The Dreaded Third-Year Cases

As third-year veterinary students, we get to enjoy doing cases each week. This is an interesting opportunity for us. It’s bittersweet because these cases are HARD! We get cases where the animals have multiple things wrong with them. Then we create differentials for what diseases could be causing each symptom. We then create a diagnostic plan on what we want to test for first and possibly start treatment. This process is how we should be thinking as doctors when we have live patients in front of us. Right now it’s good practice, but so hard because we don’t know everything and we have to research each and every case. I spend an average of 10 hours a week on a case, in addition to my classes and studying for tests.

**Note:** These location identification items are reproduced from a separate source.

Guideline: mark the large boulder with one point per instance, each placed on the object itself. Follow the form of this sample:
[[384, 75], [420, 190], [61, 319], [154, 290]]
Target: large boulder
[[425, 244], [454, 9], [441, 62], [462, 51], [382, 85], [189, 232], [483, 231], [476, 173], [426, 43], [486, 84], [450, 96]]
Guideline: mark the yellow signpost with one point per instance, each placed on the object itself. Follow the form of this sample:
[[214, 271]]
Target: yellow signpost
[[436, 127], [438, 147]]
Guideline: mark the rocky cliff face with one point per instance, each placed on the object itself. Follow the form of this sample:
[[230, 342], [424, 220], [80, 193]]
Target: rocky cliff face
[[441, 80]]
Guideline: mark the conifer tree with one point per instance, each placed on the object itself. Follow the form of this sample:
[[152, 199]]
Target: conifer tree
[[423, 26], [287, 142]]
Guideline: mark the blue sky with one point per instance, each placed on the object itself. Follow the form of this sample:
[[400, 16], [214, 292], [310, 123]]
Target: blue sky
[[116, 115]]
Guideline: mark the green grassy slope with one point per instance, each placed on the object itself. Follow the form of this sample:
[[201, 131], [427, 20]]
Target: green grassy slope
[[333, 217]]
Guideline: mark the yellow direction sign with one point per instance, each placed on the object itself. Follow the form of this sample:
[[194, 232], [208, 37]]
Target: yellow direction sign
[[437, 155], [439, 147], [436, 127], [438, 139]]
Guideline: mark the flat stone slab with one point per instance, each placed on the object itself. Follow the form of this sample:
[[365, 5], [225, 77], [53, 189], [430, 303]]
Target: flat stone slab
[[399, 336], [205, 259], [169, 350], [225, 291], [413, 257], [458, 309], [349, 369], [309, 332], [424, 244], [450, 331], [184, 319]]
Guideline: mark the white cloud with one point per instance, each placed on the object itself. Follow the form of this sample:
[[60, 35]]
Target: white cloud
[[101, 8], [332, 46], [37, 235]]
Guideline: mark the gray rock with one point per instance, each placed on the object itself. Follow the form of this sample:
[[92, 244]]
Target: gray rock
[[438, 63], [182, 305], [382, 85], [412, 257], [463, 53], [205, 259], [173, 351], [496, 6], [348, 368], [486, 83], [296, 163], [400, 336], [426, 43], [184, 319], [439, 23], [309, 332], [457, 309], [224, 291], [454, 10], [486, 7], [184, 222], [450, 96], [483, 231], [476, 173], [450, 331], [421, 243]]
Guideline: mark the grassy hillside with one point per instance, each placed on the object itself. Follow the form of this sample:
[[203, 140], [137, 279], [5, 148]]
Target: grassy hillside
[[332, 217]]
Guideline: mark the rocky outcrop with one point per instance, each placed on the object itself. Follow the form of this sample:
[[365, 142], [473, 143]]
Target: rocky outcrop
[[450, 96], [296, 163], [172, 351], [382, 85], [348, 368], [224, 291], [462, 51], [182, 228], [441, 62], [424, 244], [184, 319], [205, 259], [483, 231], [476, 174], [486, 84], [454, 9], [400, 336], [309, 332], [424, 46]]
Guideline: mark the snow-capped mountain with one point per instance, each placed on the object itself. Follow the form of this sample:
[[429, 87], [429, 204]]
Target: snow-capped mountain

Now this definitely sounds bitter so far, but let me explain why it’s sweet. I learn so much from each hour I spend researching diseases. Even if I rule out a certain disease for my patient, I learned so much about the disease for later in life. It is stressful. It is time consuming. But it is also totally worth it. I want to be the best vet I can be and I know that my teachers will try their hardest to teach me all they know, but I can’t learn it all in a classroom. This design teaches me how to learn outside a classroom; therefore even after I finish my four years here at Texas A&M, I can keep learning and educating myself without their help. I am thankful for the class though it has cost me many hours of sleep, time, and excess stress. But I feel more prepared for being out on my own. I won’t always know the answer, but I now have learned how to figure it out. Only one year left! My clinical year starts in only one month, I am so excited to become a fourth year and use all I have learned in the past three years with real patients.